As a lyricist, the articulate Difford has a strong sense of observation that turns his songs into three- and four-minute popscapes, which are then framed by Tilbrook's varied musical settings. The story lines are drawn from everyday life, colored by an intuitive (and often witty) conflict of pessimism and optimism about the human condition that elevates them above the screams-of-consciousness prevalent in much British rock these days. For instance, the problems and inherent conflicts of living together are explored in "Is That Love" and "Someone Else's Heart," while "Someone Else's Bell" and "Tempted" extend the questioning to cheating hearts. "Piccadilly" and "F-Hole" deal smartly with sexual anxiety, while "Labelled With Love" and "Vanity Fair" address the question of dreams dulled by the weight of ordinariness.

While the album's 14 songs share a literate consistency, the melodies are as varied as a chameleon's cover. "Tempted," sung by keyboard player Paul Carrack, comes on with an early Traffic-like sensuous funk shuffle that owes mush to the Stevies -- Winwood and Wonder. Difford does most of the singing, though, and his voice is up to the demands of the music. "Labelled With Love" is a wistful country rocker that ambles along the same line of thought as the fragile "Vanity Fair" -- memories of lost companions and cherished dreams.

"Vanity Fair," like "F-Hole," benefits from Del Newman's sympathetic string and woodwind colorings, with faint echoes of "Eleanor Rigby" and "Lucy in the Sky With Diamonds." There's No Tomorrow" echoes the haunting elegance of "Abbey Road," while "Messed Around" is based on a joyful rockabilly-style.

Costello's jagged insistence is most evident on "Mumbo Jumbo," but "East Side Story" is above all a celebration of Squeeze's intelligent pop prophecy. There is so much to admire on this album that it's a mystery the band has had so little impact -- and airplay -- in America. Difford and Tillbrook, whose music is defined by jubilant twists and turns, great singing and careful production, are more than worthy of the Lennon-McCartney comparisons.

For examples of dipping into the past and coming a cropper, one need look no further than two other British bands, the Psychedelic Furs and Holly and the Italians. The Furs, whose deadly parade of pseudo-profundity might possibly have seemed fresh for a week or so in mid-1980, have released a second album, "Talk Talk Talk" (Columbia NEC37339) that illustrates that though the words may change, rock is in mortaly danger when the song remains the same. If you enjoy Dylan, Bowie, the Byrds, Roxy Music of the Velvet Underground, stick with the original sources. Richard Butler's clone vocals and the band's drone backing make this imitation the mose insincere form of flattery.
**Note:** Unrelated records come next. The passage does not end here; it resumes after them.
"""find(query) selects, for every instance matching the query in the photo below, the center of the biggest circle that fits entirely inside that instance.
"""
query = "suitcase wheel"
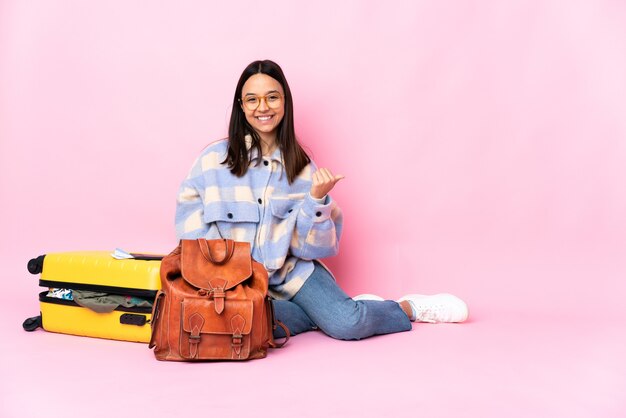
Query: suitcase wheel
(35, 265)
(32, 324)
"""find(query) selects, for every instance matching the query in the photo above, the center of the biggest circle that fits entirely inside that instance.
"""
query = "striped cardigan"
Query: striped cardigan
(284, 225)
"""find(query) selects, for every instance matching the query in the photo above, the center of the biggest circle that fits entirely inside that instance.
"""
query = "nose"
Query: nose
(263, 104)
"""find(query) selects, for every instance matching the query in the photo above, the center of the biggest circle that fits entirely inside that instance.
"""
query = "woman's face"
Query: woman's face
(263, 103)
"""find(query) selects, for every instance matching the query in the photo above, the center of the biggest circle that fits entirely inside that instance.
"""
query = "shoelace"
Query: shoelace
(430, 314)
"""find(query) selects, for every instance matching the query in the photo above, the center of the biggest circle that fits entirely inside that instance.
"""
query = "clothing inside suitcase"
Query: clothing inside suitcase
(94, 272)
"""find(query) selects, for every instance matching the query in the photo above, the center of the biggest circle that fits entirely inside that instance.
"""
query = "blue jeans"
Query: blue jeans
(321, 303)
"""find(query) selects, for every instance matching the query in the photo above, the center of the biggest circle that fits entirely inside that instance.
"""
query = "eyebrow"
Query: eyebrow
(266, 93)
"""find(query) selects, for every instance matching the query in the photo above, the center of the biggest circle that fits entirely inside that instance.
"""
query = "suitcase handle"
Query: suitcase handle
(35, 265)
(32, 324)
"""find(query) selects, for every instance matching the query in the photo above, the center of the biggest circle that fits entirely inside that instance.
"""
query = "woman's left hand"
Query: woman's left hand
(323, 182)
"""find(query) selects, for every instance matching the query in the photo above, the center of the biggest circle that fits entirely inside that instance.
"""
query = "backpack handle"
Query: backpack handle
(206, 251)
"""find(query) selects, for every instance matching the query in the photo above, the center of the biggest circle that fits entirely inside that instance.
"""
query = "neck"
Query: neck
(268, 145)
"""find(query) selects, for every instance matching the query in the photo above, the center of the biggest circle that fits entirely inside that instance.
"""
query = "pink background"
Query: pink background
(483, 143)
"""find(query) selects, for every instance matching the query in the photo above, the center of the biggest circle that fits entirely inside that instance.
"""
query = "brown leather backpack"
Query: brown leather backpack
(213, 304)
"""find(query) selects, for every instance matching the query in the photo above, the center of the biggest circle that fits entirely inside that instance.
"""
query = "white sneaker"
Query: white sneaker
(442, 307)
(367, 296)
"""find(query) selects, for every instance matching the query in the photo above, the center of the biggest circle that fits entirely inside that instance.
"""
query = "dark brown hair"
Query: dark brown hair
(238, 158)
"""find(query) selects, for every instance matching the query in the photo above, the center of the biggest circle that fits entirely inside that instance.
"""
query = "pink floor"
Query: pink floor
(501, 363)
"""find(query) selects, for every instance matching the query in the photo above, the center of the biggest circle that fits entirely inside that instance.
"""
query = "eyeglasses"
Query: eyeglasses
(273, 100)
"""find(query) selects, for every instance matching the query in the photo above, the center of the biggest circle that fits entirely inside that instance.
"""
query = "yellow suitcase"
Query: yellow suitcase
(96, 271)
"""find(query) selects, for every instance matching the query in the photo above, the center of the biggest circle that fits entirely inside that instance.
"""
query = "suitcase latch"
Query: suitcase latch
(133, 319)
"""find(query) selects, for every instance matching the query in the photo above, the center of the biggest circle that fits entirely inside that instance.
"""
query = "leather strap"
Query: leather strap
(156, 314)
(237, 324)
(195, 322)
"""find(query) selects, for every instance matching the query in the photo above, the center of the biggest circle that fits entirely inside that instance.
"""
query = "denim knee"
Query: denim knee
(348, 327)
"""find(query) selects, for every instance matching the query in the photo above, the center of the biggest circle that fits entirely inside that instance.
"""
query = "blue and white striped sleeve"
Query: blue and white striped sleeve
(190, 205)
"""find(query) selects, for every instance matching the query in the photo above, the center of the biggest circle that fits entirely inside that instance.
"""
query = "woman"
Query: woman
(260, 186)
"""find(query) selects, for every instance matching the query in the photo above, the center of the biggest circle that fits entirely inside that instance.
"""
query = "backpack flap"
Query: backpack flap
(207, 334)
(215, 264)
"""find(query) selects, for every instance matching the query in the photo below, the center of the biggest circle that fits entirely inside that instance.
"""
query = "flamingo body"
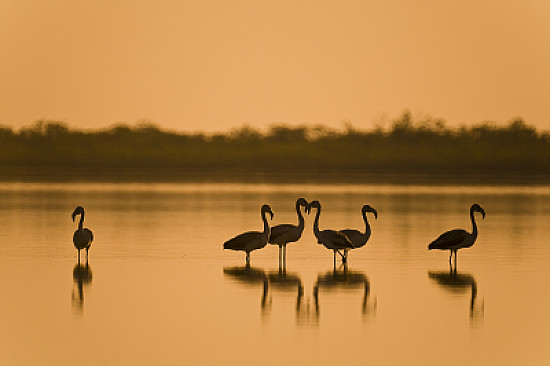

Holly Vincent has another problem entirely. "The Right to Be Italian" (Virgin NFE37359) attempts to jam the exuberant openness of '60s girl groups into a less subtle '80s context. Unlike Cindy Lauper of Blue Angel, Vincent divorces herself from the innocent enthusiasm of the music of that time, replacing it with a guitar-heavy crunch more suited to the heavy metal arena. As a result, her natural verve is overly burdened; the voice is willing but the setting intrudes. Vincent, a seemingly gifted songwriter who sings with the defiant insouciance of Chrissie Hynde of the Pretenders, wuld benefit immensely from similarly spare but compelling production.